Laut dem spanischen Journalisten Jose Felix Diaz ist Real Madrid bereit, in diesem Sommer über 200 Millionen Euro für Bayern Münchens Flügelspieler Michael Olise zu bieten. Diese Summe übersteigt frühere Berichte über einen Versuch in Höhe von 160-165 Millionen Euro und verschärft eine Transfersaga, die durch die unnachgiebige Haltung des FC Bayern, den 23-Jährigen nicht zu verkaufen, erschwert wird.
Das Interesse von Real Madrid an Olise wuchs nach seinen Champions-League-Auftritten gegen sie, wobei Präsident Florentino Pérez den Spieler Berichten zufolge als Schlüsselziel in einer umfassenderen Strategie zur Verjüngung des Kaders mit 'Galáctico'-Verpflichtungen identifizierte. Die potenzielle Ablösesumme wäre ein Vereinsrekord für Real Madrid, der alle bisher für einen Spieler gezahlten Beträge übersteigen und sich dem Weltrekord für einen Flügelspieler annähern würde.
Pérez' direkte Beteiligung an der Verfolgung von Olise ist von Bedeutung, da der Verein in der Regel einen bestimmteren Verhandlungsansatz wählt, wenn der Präsident eine Verpflichtung persönlich unterstützt. Dies steht im Gegensatz zu Situationen, in denen Transferentscheidungen an die Sportabteilung delegiert werden. Olise hat jedoch öffentlich keinen Wunsch geäußert, Bayern zu verlassen, was der potenziellen Vereinbarung eine weitere Ebene der Komplexität verleiht.
Der FC Bayern München hat stets betont, dass Olise nicht zu verkaufen ist. Sportdirektor Max Eberl und Vorstandsvorsitzender Jan-Christian Dreesen haben beide öffentlich ihre Absicht erklärt, den Spieler zu halten, während Ehrenchronist Uli Hoeneß ausdrücklich sagte, er würde Olise „nicht einmal für 200 Millionen Euro“ verkaufen. Dieser öffentliche Widerstand schafft einen direkten Konflikt mit der gemeldeten Bereitschaft von Real Madrid, diesen Preis zu zahlen.
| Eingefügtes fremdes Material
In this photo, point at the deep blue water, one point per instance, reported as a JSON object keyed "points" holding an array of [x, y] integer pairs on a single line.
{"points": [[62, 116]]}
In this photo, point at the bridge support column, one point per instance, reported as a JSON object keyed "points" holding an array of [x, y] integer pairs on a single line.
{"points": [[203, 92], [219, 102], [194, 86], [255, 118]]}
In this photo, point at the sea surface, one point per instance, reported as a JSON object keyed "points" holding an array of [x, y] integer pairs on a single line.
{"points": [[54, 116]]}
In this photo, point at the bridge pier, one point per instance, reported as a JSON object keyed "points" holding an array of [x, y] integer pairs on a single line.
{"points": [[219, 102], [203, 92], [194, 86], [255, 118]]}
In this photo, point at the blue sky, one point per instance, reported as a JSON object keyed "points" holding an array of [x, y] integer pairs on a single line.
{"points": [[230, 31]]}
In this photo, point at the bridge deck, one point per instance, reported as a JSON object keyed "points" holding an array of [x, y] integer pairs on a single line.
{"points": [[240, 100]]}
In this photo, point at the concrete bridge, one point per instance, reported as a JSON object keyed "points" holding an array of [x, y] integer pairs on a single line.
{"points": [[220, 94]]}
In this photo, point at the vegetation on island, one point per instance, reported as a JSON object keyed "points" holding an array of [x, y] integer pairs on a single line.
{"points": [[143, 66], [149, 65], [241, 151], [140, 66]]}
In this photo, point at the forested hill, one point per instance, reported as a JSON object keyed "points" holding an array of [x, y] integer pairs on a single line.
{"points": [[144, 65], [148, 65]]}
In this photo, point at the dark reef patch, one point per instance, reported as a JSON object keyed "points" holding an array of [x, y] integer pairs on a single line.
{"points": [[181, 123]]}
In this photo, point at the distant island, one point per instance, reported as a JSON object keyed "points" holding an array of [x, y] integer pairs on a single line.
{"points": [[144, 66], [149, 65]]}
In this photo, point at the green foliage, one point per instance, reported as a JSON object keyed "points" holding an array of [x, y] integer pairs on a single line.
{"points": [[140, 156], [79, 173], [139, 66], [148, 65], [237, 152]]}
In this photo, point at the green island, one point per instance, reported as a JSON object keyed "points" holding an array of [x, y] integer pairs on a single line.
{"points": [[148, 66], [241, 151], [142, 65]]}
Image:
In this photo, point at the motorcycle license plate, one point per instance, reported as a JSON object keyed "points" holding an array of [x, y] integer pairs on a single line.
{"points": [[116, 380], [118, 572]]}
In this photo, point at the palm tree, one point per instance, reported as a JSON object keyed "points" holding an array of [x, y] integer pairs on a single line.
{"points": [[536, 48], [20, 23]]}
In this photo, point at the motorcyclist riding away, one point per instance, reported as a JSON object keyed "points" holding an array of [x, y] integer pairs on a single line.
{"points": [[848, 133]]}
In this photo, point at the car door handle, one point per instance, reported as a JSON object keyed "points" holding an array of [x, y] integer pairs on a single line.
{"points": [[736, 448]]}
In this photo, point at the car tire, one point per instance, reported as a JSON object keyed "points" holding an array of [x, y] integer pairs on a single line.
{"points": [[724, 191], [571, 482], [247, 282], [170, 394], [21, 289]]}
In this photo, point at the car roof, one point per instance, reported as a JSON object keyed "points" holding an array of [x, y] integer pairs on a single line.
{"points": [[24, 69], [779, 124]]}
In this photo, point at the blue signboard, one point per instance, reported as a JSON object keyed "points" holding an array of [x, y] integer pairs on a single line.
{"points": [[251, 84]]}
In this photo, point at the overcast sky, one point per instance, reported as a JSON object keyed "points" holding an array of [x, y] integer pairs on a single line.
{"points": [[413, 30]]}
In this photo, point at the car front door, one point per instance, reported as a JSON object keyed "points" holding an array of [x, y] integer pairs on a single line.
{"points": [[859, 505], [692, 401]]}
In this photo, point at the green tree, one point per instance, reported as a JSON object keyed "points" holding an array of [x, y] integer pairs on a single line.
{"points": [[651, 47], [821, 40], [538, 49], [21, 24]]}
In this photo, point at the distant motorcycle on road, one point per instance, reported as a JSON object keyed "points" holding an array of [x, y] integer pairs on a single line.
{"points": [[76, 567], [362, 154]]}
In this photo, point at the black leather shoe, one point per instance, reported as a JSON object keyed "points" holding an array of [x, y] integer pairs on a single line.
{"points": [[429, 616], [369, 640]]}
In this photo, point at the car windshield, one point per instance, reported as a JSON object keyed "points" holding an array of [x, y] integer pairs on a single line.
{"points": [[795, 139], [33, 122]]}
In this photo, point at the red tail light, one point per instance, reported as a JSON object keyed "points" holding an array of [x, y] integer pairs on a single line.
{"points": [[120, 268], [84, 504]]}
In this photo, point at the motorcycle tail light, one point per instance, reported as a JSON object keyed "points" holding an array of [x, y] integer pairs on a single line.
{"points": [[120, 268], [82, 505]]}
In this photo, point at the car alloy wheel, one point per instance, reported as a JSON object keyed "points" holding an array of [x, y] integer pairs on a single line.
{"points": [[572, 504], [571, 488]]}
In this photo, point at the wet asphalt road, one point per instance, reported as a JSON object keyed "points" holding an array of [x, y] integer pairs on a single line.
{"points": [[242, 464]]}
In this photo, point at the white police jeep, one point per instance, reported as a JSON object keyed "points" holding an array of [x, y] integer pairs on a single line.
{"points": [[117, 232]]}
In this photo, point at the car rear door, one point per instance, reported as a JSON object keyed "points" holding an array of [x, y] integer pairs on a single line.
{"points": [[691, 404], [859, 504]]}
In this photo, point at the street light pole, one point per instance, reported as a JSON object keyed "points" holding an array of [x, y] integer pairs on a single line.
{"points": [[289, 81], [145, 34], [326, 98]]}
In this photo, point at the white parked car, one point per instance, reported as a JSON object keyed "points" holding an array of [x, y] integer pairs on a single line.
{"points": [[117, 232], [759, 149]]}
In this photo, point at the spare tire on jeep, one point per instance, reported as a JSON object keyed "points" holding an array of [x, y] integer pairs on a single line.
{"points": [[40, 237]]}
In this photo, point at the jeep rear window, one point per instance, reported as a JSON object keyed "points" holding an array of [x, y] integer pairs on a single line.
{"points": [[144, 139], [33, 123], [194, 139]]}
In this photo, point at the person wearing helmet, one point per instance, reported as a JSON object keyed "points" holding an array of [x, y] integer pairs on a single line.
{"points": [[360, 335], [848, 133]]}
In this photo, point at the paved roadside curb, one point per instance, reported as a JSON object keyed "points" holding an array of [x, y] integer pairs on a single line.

Olise kam im Sommer 2025 mit einem langfristigen Vertrag ohne Ausstiegsklausel zum FC Bayern München, der speziell entwickelt wurde, um Anfragen wie diese abzuschrecken. Obwohl die Haltung des FC Bayern fest ist, überdenken Vereine ihre Position oft, wenn ihnen substanzielle Angebote vorgelegt werden. Die Überzeugung des FC Bayern würde jedoch wahrscheinlich einen erheblichen finanziellen Anreiz erfordern, da Olise in München zufrieden zu sein scheint und nicht aktiv einen Transfer sucht.
Pérez' Verfolgung von Olise findet während eines Präsidentschaftswahlzyklus statt, was die Betonung auf hochkarätige Verpflichtungen erhöht hat. Während Real Madrid bereits ablösefreie Neuzugänge sichern konnte, würde eine Ablösesumme von über 200 Millionen Euro einen großen Teil ihres Transferbudgets verschlingen und ihre Fähigkeit, weitere bedeutende Investitionen zu tätigen, einschränken. Die gemeldete Summe könnte entweder ein echtes Eröffnungsangebot oder Pérez' absolutes Ausgabenlimit darstellen.
Der nächste Schritt wird sein, ob Real Madrid ein formelles schriftliches Angebot vorlegt und ob dieses Angebot ausreicht, um Bayern dazu zu bewegen, von seiner öffentlichen Ablehnungsposition zu privaten Verhandlungen überzugehen. Die Situation hängt weiterhin sowohl von einer Änderung der Haltung des FC Bayern als auch möglicherweise von einer Änderung des Wunsches von Olise ab, beim Verein zu bleiben.